When a man is lying in a shell hole, if he just
stays there all day, a German will get to him
eventually. The hell with that idea. The hell
with taking it. My men don't dig foxholes. I
don't want them to. Foxholes only slow up an
offensive. Keep moving. And don't give the enemy
time to dig one either. We'll win this war, but
we'll win it only by fighting and by showing the
Germans that we've got more guts than they have;
or ever will have. We're not going to just shoot
the sons-of-bitches, we're going to rip out
their living Goddamned guts and use them to
grease the treads of our tanks. We're going to
murder those lousy Hun cocksuckers by the
bushel-fucking-basket. War is a bloody, killing
business. You've got to spill their blood, or
they will spill yours. Rip them up the belly.

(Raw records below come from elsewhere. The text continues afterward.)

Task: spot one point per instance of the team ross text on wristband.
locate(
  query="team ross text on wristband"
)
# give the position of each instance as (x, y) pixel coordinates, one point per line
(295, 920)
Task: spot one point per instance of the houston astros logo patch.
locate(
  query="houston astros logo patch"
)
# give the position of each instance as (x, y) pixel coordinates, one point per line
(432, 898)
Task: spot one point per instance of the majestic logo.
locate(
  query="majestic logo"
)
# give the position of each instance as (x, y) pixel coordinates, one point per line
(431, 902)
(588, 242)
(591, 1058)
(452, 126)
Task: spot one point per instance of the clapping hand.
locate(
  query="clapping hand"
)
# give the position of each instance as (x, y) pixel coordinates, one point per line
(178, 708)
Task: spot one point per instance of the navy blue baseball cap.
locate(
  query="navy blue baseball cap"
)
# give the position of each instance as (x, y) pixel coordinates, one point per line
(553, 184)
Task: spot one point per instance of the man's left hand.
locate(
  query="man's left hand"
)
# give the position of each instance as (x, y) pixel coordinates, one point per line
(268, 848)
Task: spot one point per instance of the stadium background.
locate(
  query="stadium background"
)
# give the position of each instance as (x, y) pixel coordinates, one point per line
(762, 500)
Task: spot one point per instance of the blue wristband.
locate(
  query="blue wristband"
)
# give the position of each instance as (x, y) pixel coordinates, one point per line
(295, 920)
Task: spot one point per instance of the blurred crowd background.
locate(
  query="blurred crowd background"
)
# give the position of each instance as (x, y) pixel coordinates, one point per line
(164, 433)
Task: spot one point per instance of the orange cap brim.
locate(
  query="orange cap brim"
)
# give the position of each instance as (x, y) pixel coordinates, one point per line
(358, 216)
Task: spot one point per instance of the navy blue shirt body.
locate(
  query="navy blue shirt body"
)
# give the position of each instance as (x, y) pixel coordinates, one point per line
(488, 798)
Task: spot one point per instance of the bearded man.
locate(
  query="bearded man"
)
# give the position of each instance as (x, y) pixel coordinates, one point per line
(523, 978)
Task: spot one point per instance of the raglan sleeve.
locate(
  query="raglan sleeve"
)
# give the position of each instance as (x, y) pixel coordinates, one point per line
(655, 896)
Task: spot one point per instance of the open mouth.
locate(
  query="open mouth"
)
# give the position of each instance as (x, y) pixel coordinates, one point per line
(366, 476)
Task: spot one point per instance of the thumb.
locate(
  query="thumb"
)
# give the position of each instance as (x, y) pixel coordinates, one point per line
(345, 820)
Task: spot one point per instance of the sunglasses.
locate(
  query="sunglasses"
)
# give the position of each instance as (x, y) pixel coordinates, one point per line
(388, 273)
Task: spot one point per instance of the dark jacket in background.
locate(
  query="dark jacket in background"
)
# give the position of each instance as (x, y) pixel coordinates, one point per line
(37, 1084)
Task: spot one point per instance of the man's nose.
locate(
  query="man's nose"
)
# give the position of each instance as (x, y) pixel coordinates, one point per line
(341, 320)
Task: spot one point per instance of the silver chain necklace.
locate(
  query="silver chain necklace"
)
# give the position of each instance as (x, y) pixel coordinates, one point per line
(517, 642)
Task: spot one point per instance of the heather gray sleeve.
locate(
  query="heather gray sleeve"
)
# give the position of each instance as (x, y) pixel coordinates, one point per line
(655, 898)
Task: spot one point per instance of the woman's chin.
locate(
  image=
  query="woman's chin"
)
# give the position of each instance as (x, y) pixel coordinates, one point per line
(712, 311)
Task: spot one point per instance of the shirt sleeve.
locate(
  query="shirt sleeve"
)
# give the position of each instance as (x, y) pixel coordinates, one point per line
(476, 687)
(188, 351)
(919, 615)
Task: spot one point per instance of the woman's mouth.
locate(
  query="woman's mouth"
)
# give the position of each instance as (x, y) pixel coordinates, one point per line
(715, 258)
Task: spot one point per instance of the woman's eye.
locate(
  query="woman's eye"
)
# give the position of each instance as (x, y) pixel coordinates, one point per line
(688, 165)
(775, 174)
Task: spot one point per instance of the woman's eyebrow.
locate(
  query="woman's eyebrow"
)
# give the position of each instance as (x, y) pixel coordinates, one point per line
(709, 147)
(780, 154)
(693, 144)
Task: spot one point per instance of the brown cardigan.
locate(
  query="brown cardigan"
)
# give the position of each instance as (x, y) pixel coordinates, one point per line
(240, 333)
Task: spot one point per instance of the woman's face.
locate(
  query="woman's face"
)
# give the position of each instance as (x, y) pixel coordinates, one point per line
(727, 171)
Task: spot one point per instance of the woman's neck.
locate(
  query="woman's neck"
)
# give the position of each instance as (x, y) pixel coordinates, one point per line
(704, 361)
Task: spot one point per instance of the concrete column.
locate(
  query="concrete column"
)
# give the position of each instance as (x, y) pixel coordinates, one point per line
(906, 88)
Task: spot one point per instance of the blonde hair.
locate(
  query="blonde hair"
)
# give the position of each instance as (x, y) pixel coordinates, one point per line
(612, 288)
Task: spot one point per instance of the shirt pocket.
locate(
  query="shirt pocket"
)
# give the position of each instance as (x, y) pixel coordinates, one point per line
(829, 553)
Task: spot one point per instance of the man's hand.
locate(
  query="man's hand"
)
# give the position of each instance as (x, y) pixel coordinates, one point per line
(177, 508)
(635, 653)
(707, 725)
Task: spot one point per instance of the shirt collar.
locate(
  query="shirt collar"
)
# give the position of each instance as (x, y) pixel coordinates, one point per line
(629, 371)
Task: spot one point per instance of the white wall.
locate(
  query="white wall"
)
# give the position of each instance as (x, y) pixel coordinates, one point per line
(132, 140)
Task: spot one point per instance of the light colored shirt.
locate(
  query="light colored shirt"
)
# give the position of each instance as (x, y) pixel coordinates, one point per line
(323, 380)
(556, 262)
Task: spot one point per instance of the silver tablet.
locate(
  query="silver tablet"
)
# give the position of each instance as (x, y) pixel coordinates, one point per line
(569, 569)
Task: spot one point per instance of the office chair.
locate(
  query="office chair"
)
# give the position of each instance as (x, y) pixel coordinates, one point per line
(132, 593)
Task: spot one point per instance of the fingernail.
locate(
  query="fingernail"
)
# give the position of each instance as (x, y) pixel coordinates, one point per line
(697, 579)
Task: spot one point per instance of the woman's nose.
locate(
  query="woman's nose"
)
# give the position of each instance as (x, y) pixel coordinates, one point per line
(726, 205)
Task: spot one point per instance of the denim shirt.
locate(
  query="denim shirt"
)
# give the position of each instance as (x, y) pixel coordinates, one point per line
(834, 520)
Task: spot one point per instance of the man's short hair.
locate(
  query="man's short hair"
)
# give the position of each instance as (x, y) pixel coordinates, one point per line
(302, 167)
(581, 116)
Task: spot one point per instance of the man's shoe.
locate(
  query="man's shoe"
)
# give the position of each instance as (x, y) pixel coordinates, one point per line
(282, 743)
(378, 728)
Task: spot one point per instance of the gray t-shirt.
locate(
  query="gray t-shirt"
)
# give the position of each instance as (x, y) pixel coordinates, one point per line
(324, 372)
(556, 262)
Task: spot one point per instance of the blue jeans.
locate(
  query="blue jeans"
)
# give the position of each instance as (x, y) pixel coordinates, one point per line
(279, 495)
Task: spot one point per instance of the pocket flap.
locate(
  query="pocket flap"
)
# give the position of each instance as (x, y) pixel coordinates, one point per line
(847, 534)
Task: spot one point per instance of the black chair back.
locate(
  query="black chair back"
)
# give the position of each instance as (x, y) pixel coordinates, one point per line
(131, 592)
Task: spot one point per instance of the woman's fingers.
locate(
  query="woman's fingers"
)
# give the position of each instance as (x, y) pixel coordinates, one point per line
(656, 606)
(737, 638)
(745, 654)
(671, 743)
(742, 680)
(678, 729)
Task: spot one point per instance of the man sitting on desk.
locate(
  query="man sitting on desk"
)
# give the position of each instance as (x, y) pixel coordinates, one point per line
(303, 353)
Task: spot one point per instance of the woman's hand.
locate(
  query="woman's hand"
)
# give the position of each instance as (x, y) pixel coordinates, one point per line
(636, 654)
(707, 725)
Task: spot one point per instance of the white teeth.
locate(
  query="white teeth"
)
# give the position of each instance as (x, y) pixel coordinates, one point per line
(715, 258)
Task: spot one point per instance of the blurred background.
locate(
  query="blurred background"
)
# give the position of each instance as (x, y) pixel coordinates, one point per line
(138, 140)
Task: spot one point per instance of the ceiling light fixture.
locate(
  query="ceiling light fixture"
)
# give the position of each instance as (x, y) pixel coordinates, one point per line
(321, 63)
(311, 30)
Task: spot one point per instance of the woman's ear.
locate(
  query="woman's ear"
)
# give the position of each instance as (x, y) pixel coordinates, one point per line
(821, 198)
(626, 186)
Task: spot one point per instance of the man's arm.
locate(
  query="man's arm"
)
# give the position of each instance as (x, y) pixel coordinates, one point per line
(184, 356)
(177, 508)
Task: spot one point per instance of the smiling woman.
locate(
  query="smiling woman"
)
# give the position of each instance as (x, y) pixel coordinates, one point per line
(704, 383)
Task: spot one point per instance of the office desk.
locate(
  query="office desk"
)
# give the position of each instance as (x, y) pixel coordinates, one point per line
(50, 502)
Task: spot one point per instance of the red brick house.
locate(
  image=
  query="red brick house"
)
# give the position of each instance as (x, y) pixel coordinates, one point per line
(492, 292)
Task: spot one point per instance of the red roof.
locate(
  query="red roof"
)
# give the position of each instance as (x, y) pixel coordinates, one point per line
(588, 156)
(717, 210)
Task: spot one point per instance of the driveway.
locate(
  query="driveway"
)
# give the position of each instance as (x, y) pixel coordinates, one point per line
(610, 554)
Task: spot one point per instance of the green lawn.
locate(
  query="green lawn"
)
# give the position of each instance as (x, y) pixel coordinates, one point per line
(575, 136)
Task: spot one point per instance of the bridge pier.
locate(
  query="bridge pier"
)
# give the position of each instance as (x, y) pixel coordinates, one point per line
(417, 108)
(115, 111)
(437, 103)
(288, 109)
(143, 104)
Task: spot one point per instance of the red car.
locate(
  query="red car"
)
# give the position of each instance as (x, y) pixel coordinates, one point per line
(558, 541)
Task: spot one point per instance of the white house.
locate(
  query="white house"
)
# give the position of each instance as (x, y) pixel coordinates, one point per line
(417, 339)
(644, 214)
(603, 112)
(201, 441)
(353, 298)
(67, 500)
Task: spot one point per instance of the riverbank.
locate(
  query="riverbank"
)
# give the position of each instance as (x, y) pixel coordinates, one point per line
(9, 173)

Shoot them in the guts. When shells are hitting
all around you and you wipe the dirt off your
face and realize that instead of dirt it's the
blood and guts of what once was your best friend
beside you, you'll know what to do!
I don't want to get any messages saying, "I am
holding my position." We are not holding a
Goddamned thing. Let the Germans do that. We are
advancing constantly and we are not interested
in holding onto anything, except the enemy's
balls. We are going to twist his balls and kick
the living shit out of him all of the time. Our
basic plan of operation is to advance and to
keep on advancing regardless of whether we have
to go over, under, or through the enemy. We are
going to go through him like crap through a
goose; like shit through a tin horn!
From time to time there will be some complaints
that we are pushing our people too hard. I don't
give a good Goddamn about such complaints. I
believe in the old and sound rule that an ounce
of sweat will save a gallon of blood. The harder
WE push, the more Germans we will kill. The more
Germans we kill, the fewer of our men will be
killed. Pushing means fewer casualties. I want
you all to remember that.
There is one great thing that you men will all
be able to say after this war is over and you
are home once again. You may be thankful that
twenty years from now when you are sitting by
the fireplace with your grandson on your knee
and he asks you what you did in the great World
War II, you WON'T have to cough, shift him to
the other knee and say, "Well, your Granddaddy
shoveled shit in Louisiana." No, Sir, you can
look him straight in the eye and say, "Son, your
Granddaddy rode with the Great Third Army and a
Son-of-a-Goddamned-Bitch named Georgie Patton."